Google or anyone else who would like to complain, or the CMA if it wants to take action even in the absence of a complainant, faces considerable hurdles.
First, only because Microsoft does license its software (Windows Server, Office etc.) to cloud rivals doesn’t necessarily mean it has to. Is there a duty to deal? If so, the hurdle under the law is high, especially when intellectual property rights are involved. And if Microsoft had to do so, what would that mean for Amazon’s non-public Linux fork that is made available to its cloud customers, but not to other cloud providers? What about data that Google offers only to its own cloud customers?

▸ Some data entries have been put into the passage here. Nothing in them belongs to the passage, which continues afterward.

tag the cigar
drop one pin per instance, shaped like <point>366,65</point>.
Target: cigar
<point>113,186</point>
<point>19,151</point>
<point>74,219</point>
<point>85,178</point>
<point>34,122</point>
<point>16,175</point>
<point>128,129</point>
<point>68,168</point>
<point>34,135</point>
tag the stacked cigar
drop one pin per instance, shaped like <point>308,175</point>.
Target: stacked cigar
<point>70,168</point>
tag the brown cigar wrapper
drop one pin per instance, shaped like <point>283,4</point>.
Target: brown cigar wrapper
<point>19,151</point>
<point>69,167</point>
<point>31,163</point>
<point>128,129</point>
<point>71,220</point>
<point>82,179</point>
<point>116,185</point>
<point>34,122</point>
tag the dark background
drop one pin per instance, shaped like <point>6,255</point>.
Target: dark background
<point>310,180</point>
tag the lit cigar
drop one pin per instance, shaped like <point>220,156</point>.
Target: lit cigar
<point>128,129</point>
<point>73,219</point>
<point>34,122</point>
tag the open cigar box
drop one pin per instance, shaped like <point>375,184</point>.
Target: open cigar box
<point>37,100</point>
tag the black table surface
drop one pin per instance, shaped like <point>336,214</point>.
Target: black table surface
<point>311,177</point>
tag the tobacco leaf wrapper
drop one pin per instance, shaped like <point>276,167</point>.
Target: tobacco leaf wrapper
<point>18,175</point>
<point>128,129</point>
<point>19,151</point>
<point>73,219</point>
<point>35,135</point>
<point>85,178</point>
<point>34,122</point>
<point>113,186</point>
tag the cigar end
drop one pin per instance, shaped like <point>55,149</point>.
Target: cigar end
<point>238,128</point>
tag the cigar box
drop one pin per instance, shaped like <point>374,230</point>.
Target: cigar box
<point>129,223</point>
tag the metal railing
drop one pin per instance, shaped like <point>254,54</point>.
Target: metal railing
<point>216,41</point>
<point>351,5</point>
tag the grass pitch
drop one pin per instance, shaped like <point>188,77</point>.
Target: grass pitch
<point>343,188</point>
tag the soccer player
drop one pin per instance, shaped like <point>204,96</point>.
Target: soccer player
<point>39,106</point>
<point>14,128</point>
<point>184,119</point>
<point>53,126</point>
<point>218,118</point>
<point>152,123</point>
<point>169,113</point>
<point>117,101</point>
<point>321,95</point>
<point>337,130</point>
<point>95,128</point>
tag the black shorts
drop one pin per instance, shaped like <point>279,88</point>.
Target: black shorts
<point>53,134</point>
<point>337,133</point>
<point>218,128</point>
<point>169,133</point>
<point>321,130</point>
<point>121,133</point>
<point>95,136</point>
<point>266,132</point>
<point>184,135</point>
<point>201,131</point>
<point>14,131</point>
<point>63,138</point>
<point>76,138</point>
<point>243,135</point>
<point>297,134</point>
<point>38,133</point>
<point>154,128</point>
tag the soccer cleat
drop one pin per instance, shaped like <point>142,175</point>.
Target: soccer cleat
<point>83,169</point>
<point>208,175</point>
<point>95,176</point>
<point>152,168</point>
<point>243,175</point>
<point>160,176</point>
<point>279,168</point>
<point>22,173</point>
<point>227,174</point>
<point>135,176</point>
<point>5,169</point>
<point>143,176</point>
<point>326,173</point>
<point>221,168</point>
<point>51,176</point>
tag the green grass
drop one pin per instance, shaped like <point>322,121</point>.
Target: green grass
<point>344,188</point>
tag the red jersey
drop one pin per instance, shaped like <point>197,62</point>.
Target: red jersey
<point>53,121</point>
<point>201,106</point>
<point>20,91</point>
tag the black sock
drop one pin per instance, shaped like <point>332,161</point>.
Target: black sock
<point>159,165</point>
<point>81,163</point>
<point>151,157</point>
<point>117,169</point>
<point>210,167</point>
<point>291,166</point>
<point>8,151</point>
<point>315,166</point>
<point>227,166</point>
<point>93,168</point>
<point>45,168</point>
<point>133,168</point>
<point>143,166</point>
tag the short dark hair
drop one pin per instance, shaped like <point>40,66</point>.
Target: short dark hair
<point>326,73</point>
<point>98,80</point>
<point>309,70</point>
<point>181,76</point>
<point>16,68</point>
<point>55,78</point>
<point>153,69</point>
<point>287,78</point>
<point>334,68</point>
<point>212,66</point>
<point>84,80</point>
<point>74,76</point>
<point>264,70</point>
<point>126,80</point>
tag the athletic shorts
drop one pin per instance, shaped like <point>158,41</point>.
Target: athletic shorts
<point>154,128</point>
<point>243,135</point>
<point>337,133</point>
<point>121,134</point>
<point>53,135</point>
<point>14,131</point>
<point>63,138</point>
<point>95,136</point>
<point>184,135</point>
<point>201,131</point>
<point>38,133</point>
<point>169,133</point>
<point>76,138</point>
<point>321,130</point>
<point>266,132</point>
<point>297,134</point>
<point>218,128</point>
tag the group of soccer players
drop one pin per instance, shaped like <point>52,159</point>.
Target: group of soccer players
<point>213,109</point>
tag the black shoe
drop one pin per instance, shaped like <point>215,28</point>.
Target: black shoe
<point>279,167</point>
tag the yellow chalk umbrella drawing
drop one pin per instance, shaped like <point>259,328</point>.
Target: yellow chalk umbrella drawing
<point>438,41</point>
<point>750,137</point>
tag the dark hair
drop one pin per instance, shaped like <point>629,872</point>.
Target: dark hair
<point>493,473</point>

Second, even if one simply skipped that first step of the analysis, Amazon and Google would have to be strongly disadvantaged because of Microsoft’s licensing terms. The legal standard is not that they’d have to be forced out of the market, but what doesn’t count is that they’d like to save money on a rather limited cost of doing business.
The Microsoft filing explains that if one car maker also made speedometers and sold them to other car makers, the relevant market in which those car makers have to compete is the market for cars, not the market for speedometers. Similarly, Amazon and Google offer cloud services with all that it entails, as opposed to just being software resellers.
The public redacted version of the filing hides how much Amazon and Google pay for Microsoft software licenses. But what’s clear is that it’s a small number compared to the $80 billion that Amazon generates in AWS revenues every year and Google Cloud Platform’s $26 billion.
Above those numbers (on page 5 of the document), Microsoft’s lawyers (though the author may have been an economist in this case) say this:
“Why then all the fuss? While the input cost numerator is such a small percentage of their costs and revenues, because the cloud denominator is such a huge market, the absolute numbers are worth lobbying regulators.”
They are telling the CMA not to allow itself to be used as a price reduction tool by the likes of Google.
Cloud customers will always on total costs. There are many levels, not just software licensing terms, that allow Amazon and Google to compete.
The CMA now has to choose between relying on only words or drawing the appropriate conclusions from numbers.